Why is the sun almost a perfect sphere?

The sun is the most perfectly round natural object known in the universe. As a spinning ball of gas, astronomers always expected it to bulge slightly at its equator, but it doesn’t bulge much at all. It is 1.4 million kilometres across, but the difference between its diameter at the equator and between the poles is only 10 kilometres. Scaled to the size of a beachball, that difference is less than the width of a human hair.

The results, reported in the journal Science, are the culmination of 50 years of efforts to precisely measure the sun, which have been hampered by the blurring effects of the Earth’s atmosphere. “Finally, from space, we have it nailed,” says Kuhn.

They used instruments on Nasa’s Solar Dynamics Observatory, though these were not precise enough to make the observations directly. The satellite had to be rotated to take images of the sun at all orientations so that tiny imperfections in the spacecraft’s instruments could be averaged out.

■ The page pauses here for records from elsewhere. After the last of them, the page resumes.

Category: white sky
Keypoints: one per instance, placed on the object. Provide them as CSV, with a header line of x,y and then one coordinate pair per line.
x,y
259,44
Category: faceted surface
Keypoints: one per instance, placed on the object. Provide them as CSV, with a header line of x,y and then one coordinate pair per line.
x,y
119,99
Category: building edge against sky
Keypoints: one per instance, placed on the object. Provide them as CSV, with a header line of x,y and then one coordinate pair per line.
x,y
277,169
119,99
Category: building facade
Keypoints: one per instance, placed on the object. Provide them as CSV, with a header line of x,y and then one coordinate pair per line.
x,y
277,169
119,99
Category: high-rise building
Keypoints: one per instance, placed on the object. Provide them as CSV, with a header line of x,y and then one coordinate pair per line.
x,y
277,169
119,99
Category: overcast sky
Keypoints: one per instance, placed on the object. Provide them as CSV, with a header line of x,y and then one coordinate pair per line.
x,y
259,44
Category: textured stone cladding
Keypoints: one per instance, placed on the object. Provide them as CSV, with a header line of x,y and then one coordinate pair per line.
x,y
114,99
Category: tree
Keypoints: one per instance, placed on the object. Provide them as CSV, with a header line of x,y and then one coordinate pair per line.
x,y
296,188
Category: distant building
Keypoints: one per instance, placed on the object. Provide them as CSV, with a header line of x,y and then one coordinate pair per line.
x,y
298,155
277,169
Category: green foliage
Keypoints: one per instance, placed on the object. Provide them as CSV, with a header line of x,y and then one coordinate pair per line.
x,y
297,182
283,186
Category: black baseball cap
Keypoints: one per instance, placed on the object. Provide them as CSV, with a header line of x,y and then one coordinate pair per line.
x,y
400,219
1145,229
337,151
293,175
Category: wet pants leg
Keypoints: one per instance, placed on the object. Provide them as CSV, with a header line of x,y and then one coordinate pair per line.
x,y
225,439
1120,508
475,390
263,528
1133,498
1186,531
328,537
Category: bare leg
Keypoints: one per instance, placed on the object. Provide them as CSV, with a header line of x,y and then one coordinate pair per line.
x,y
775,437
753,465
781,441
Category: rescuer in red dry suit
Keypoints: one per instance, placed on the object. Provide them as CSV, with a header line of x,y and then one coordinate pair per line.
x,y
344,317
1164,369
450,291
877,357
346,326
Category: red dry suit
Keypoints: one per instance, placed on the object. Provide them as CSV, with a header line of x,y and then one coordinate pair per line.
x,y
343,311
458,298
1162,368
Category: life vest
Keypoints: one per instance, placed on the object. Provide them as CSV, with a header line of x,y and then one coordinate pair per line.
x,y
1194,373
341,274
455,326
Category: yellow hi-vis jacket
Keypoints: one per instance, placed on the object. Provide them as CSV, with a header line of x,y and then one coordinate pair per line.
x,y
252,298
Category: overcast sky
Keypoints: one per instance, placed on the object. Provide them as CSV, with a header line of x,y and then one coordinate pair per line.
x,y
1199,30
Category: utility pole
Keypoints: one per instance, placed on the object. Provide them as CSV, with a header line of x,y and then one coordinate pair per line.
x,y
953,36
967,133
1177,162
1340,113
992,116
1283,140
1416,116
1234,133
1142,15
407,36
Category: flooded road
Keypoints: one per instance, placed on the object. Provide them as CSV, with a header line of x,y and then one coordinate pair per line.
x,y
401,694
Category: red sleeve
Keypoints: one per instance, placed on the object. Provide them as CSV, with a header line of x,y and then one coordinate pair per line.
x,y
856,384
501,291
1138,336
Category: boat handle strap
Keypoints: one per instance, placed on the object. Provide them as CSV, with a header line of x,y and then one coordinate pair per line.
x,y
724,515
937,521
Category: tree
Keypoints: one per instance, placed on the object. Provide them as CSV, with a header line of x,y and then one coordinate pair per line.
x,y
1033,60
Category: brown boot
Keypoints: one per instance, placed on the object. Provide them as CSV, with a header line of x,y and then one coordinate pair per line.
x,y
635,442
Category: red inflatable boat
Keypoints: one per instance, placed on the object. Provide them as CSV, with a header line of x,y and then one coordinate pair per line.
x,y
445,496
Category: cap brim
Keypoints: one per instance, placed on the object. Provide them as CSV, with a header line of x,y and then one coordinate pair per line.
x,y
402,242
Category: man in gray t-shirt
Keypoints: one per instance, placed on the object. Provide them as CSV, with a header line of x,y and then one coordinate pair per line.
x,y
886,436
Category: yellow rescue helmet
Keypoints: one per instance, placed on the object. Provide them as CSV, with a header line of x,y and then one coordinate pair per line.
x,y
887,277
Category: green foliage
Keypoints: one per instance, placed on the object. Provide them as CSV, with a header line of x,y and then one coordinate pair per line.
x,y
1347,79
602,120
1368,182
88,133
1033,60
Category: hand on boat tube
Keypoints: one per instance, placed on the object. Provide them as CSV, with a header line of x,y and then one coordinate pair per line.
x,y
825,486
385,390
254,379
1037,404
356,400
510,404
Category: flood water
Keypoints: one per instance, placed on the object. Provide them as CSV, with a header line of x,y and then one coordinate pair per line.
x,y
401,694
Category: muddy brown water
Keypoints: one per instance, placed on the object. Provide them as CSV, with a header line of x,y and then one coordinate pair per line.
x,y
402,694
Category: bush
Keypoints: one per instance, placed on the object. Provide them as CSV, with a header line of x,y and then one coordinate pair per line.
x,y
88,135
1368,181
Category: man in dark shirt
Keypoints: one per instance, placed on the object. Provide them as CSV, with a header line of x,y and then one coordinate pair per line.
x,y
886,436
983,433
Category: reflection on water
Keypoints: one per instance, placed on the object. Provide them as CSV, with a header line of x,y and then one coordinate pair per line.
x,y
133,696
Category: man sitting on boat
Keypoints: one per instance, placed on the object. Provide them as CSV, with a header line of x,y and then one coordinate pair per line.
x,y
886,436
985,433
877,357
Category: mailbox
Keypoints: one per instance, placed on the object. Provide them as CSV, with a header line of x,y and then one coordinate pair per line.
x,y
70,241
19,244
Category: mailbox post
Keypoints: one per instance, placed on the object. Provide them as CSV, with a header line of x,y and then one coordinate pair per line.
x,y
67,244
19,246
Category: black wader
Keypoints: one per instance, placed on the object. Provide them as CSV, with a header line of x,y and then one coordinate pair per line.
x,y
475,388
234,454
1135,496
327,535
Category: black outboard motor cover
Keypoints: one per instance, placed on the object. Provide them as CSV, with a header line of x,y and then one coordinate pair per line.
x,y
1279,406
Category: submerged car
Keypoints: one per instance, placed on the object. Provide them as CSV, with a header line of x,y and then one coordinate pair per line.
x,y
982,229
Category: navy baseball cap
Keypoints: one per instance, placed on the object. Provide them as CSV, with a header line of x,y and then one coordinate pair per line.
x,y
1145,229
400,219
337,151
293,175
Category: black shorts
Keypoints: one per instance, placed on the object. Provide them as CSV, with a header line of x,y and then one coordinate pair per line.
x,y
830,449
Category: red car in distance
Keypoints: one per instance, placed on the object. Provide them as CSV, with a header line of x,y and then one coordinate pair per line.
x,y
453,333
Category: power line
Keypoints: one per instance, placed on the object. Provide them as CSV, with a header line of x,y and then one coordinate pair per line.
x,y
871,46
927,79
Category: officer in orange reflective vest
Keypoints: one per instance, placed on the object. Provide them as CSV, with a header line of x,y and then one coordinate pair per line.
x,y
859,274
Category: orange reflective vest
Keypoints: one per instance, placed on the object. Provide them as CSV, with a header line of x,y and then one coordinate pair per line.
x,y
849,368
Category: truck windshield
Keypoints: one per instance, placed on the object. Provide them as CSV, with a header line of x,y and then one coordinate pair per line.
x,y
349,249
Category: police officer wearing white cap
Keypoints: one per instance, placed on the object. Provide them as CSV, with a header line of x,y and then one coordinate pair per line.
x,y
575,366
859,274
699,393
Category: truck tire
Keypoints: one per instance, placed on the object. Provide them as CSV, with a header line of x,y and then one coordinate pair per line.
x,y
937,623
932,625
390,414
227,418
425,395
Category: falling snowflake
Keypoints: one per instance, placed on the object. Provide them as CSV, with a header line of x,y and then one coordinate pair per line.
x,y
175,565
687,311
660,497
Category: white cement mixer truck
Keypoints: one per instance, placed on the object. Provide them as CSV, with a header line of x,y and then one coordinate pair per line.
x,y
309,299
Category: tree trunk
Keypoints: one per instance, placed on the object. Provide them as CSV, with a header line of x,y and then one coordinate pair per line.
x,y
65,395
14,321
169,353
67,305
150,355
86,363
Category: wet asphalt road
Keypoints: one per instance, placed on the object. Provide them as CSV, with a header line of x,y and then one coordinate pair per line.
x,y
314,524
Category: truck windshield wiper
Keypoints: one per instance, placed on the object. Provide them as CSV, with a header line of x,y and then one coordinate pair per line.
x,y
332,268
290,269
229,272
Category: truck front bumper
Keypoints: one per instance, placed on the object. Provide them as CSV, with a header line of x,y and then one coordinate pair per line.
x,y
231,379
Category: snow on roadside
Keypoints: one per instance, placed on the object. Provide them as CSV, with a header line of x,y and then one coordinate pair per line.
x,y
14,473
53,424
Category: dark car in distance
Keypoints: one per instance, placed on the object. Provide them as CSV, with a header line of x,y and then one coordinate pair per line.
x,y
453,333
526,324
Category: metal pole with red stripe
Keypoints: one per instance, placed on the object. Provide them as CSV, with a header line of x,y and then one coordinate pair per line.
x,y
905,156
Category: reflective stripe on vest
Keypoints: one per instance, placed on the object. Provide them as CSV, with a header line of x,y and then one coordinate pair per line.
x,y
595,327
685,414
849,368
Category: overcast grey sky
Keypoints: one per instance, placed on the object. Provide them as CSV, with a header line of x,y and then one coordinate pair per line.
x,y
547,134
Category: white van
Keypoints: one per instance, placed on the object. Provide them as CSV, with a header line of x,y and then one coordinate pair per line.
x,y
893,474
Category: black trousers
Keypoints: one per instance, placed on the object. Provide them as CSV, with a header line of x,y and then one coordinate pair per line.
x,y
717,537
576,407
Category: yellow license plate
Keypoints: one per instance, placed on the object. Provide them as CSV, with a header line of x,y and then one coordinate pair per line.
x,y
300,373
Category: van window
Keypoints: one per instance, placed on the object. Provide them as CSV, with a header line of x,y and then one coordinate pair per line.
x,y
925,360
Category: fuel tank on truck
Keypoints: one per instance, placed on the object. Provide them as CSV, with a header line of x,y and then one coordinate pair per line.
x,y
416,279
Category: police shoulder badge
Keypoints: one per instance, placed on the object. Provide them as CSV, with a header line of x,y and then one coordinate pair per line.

The observations are key to learning about the sun’s interior, which rotates at different speeds like traffic moving at different speeds on a motorway. This speed distribution can be inferred from measurements of the star’s shape and the way that it wobbles. The new measurement indicates that the outer layers are moving more slowly than expected: Kuhn suggests that turbulence under the surface is probably the cause.